After all these years, it turns out I might have been doing something right.
I don’t think I’m betraying any trade secrets when I tell you that writing for a newspaper is not the best paid job in the world, unless you’re Boris Johnson. But it’s steady work, and I was brought up to believe that that was what mattered. Publishing a paper or wrapping chips in one – it made no difference if it paid the bills.
My parents had been born into the Great Depression, and like many of their generation, they never quite escaped the fear that there was another one just around the corner. That is perhaps why, as soon as I was old enough to ride a bike, they packed me off to the nearest newsagent to get a paper round. It would keep me in sweets and comics, they said.
By 15, I had a Saturday job at Saxone, applying silver paint to the grubby metal shoe racks that they put out on the street at sale time.
Most of my friends were similarly employed. Statistically, seven in 10 of us were earning our keep in those days, I now learn.
But times have changed. Today, according to Barclays, just half of those between 14 and 21 are in part-time work. The jobs are still there, but the motivation is evidently not. Which is a shame because, as the bank points out, early work experience is a good way to gain valuable life skills.
Yet, contrarily, parents are quite prepared to take on second jobs to support their children through university. That was the finding of another report this week, which also discovered that many are routinely sacrificing holidays and new cars because they are handing an average of £360 a month to their kids. Only a third had encouraged them to earn money of their own.

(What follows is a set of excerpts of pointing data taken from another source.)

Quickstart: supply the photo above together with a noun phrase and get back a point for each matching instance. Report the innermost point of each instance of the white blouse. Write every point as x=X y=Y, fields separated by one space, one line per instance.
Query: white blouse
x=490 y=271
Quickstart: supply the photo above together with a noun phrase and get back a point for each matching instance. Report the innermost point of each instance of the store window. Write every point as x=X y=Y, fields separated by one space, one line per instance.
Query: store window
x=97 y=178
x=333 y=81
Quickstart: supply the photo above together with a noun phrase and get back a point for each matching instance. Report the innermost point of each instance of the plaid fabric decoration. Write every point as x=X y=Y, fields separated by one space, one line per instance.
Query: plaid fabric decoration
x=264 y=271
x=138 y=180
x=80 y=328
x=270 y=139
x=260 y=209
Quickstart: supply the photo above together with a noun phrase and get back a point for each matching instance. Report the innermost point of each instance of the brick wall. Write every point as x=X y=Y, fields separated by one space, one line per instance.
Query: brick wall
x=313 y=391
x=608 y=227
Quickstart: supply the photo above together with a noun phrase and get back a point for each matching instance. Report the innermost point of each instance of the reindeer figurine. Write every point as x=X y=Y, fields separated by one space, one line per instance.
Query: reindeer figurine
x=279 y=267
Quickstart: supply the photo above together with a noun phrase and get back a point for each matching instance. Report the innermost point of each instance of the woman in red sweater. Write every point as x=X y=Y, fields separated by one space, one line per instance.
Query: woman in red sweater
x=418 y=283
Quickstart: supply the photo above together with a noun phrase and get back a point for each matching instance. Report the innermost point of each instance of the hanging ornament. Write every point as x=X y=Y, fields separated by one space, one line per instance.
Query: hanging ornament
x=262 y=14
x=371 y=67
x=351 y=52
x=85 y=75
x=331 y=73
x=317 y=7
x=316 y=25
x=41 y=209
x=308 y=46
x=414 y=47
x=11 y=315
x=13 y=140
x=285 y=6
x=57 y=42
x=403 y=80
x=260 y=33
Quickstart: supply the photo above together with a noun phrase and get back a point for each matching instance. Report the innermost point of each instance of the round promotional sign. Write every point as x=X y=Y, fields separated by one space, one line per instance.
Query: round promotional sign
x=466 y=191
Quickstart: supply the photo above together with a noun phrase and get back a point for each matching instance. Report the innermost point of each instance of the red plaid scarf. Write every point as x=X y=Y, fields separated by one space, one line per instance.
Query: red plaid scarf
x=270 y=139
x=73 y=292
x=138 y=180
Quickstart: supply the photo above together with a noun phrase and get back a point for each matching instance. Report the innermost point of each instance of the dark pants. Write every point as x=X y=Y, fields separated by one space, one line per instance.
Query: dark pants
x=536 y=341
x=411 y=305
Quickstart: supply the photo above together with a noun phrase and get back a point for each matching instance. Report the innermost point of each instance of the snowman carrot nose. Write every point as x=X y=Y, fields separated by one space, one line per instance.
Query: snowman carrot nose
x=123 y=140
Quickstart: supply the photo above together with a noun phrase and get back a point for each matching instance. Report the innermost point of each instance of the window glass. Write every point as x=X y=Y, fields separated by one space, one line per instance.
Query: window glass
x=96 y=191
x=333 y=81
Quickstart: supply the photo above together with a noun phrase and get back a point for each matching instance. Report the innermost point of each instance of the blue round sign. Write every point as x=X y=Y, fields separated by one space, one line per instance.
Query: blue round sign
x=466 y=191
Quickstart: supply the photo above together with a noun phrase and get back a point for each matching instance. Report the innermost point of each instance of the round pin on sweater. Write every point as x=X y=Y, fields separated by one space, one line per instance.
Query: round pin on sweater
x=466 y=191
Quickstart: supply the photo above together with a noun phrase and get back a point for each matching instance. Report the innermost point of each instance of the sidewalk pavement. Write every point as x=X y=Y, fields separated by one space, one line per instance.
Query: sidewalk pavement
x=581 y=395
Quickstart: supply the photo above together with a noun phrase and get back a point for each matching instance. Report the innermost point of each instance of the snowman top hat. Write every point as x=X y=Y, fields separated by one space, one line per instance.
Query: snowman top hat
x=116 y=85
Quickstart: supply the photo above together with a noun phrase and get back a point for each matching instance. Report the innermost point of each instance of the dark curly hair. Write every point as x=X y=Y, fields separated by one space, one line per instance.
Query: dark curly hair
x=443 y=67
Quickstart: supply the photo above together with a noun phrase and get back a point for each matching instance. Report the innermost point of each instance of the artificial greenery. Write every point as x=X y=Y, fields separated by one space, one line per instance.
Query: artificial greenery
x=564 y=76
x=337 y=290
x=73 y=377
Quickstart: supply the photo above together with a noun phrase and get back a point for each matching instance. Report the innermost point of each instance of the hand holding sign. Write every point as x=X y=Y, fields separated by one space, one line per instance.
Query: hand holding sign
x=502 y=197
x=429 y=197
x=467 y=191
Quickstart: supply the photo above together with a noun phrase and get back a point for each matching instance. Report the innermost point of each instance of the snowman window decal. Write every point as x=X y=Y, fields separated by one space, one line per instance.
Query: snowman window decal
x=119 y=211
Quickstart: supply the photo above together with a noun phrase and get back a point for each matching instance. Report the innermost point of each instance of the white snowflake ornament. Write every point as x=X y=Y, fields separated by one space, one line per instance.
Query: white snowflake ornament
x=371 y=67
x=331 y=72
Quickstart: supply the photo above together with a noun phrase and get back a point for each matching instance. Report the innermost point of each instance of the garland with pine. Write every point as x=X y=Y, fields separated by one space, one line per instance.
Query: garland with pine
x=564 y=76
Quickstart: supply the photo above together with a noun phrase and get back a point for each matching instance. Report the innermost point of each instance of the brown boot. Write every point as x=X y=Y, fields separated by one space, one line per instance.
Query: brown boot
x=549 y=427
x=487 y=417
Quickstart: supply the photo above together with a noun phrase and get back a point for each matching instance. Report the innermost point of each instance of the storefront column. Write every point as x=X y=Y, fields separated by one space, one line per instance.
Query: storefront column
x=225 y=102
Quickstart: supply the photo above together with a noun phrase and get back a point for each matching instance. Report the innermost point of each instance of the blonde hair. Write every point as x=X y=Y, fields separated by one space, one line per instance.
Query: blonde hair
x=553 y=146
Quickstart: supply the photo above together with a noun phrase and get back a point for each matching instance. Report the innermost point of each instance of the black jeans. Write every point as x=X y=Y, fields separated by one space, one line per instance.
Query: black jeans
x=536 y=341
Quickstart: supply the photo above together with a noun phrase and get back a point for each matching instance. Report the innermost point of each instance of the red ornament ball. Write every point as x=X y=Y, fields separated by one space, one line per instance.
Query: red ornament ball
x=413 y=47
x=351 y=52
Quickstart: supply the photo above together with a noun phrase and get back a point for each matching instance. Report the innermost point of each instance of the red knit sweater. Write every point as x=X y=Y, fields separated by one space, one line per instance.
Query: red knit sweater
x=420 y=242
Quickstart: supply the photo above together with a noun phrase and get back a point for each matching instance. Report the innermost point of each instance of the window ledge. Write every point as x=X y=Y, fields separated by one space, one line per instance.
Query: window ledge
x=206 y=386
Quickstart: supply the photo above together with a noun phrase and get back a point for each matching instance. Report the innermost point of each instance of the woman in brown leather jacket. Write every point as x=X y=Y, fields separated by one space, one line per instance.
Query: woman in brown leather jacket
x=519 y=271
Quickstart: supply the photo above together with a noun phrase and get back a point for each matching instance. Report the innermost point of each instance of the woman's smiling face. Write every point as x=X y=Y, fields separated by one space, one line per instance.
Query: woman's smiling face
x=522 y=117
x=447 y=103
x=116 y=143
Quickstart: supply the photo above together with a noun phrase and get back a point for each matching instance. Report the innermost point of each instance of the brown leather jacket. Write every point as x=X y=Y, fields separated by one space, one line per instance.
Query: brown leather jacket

As the parent of a university student, this rather blindsided me. I had been making the odd contribution to his upkeep, but not on anything like that scale. He had found himself a job within a couple of months of arriving on campus, and has been doing it ever since. It’s the sort of work he could parlay into a career, if he wanted.
I realised that this must have been what he meant when he wrote on my Father’s Day card last month that he had inherited many of my traits. I thought he was being facetious, for there are many idiosyncrasies of mine that I wouldn’t wish on anyone, but being a tightwad, it appears, has its advantages after all.
What, though, motivates other young people, if not getting a job? In Leeds this week, members of the protest group Extinction Rebellion, a self-styled “activist movement”, have been camping out on the streets. They blocked a main route into the city, and some roads have been closed since Monday. Police leave has been cancelled, to help keep the peace.
Extinction Rebellion seeks to galvanise young people into taking action that will force politicians to protect the environment more proactively. Nothing wrong with that, except that it knows it can motivate them to give up their time only if it means they can bunk off maths lessons.
That’s why it staged its “classroom strikes” earlier this year on school days, not at the weekend. And it was why this week’s protests took place before the schools broke up for the holidays.
The organisation called its sit-ins, which also afflicted four other cities, “creative acts of civil disobedience”. But what was creative about them? It was clear by Monday morning that by doing little more than getting in people’s way, they were making enemies faster than friends. Some of the students they had brought along were, for all their youthful idealism, motivated by having nowhere else to be.
That is not to say they are wrong to demand action on saving the planet. But positive change seldom comes from negative energy.
I hope their parents, who may themselves be veterans of student protests, appreciated the irony of having to negotiate the barricades to get to Barclays, in order to stump up their £360 on time.
I was not a protester. They wouldn’t give me the day off from Saxone. But I did gain an important life skill from my boss there. He was stripped of his keys when the books didn’t add up at the end of a routine stocktake, and summarily fired. I vowed there and then not to bunk off any more maths classes.